In response to Mousavi’s stance, Haddad Adel, in a “threatening” tone, told him that some institutions (the IRGC) believed he had personal interests opposing the Leader’s wishes.
“I said if such a thing exists, they should definitely investigate and publish the evidence because I am confident that neither I nor my close relatives have any personal involvement, directly or indirectly, in any company. If there is, let them publish it.”
Mousavi Khoeini continues by stating that ultimately, the parliament succeeded in lifting the monopoly on mobile phone usage and ISPs: “Licenses were issued to about a thousand coffee shops, ISPs, and ICPs. They were charged license fees, and these matters were established in the country’s budget.”
The Unyielding Desire for Monopoly
More than twenty years after that incident, although the technological ecosystem in Iran has become much larger and more complex, the desire for monopoly among the rulers of the Islamic Republic has not diminished in the slightest. The goals they pursued at the parliamentary level back then are now being realized through appointed bodies like the Supreme Council of Cyberspace or a homogenous parliament aligned with the government.

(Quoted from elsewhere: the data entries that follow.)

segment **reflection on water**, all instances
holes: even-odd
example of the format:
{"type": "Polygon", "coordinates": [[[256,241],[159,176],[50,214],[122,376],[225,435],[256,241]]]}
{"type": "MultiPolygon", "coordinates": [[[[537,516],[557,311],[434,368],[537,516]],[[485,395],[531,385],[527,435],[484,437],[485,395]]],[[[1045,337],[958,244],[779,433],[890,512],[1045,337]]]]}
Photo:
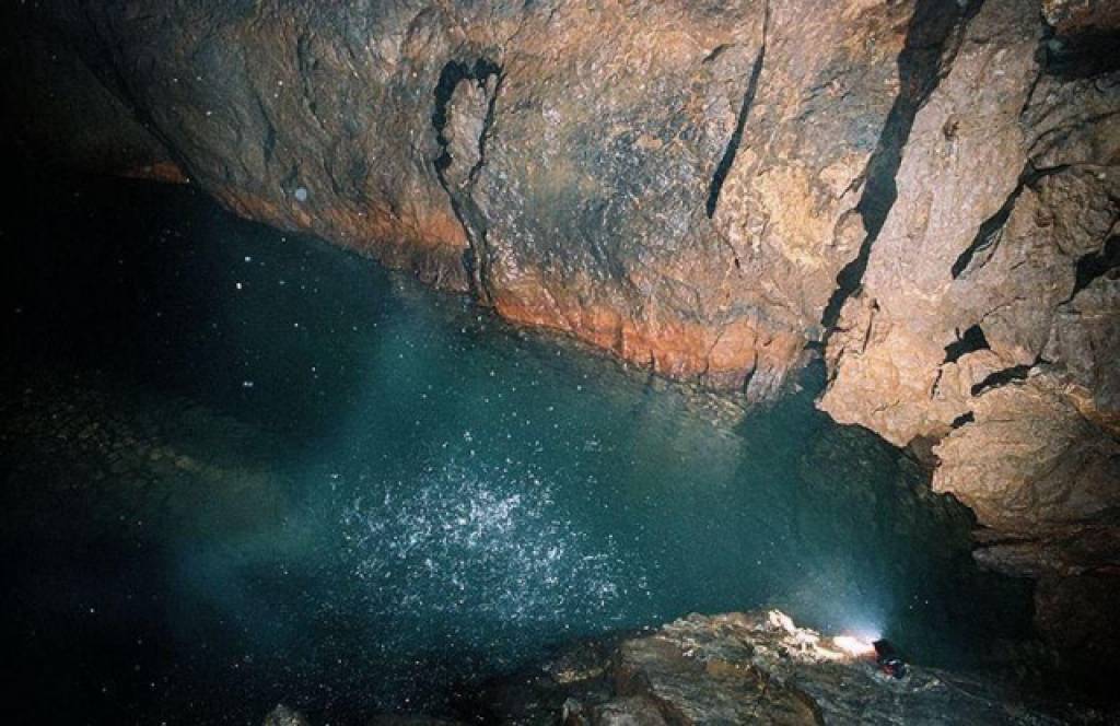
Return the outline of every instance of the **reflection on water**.
{"type": "Polygon", "coordinates": [[[39,242],[6,251],[6,607],[31,702],[346,719],[693,611],[777,605],[930,663],[1028,617],[959,508],[811,383],[744,415],[189,190],[8,224],[39,242]]]}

From creating the National Information Network to the desire to seize startups, all indicate the insatiable appetite of the government for monopolization, surveillance, and monitoring of people’s daily activities in the technology domain.
In this environment, which does not present a clear outlook for us, our constant hope lies with civil activists in Iran, especially digital rights activists and individuals who, without any fame or expectation, are working tirelessly. They strive to stand against the government’s construction of a massive digital wall that disrupts the free flow of information between the inhabitants of Iran and the world and to create breaches in it.